As expected the ECB used their last meeting to introduce a host of policy measures aimed at stimulating the Euro zone economy. Such measures included negative interest rates and cheap long term loans to banks.
But the question is – what does this actually mean for the Euro?
Surprisingly these new measures are not directly Euro negative, but they are indirectly. Essentially the ECB has taken steps to increase the liquidity in the region in order to stimulate economic activity, which is actually a good thing. However, this is likely to lead to rising asset valuations and consequently reduce the region’s attractiveness to foreign investment.
The shift from net purchasers of Euros to net sellers will weigh on the single currency.
Furthermore, we cannot discount that investor sentiment towards the Euro has completely reversed since the ECB’s meeting on June 5th. Latest IMM Non-Commercial positioning data shows investors are net sellers. This may pose a short term obstacle for further declines, but this confirms investors have taken the ECB’s measures as currency bearish.

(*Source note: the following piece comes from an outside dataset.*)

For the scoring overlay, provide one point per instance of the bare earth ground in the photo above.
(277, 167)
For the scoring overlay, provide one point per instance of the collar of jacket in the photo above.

So the next question is – what is a good currency to buy against the Euro?
Recent news signal the Bank of England closer to tightening monetary policy that investor’s had originally anticipated. MPC members Carney, Weale and Mcafferty have all publicly declared their support for the prospect of raising rates earlier than forecast.
Interest rate hike expectations have steepened in recent weeks, and there is a high correlation between U.K Money Markets curve and the GBP.
At the same time U.K domestic data has shown signs of a broad based and sustained recovery fronted by a strong Manufacturing sector.
Technical Analysis
Our proprietary software and strategy gave us the latest short signal on 3rd June 2014. The software analyses market conditions and technical indicators on multiple time frames and produces bias.
Conclusion
There is a strong argument that suggests GBP will outperform the Euro as central bank monetary policy developments and investment environment diverge.
If we consider the bearish signal from our proprietary software we have both fundamental and technical justification for our short EUR/GBP bias.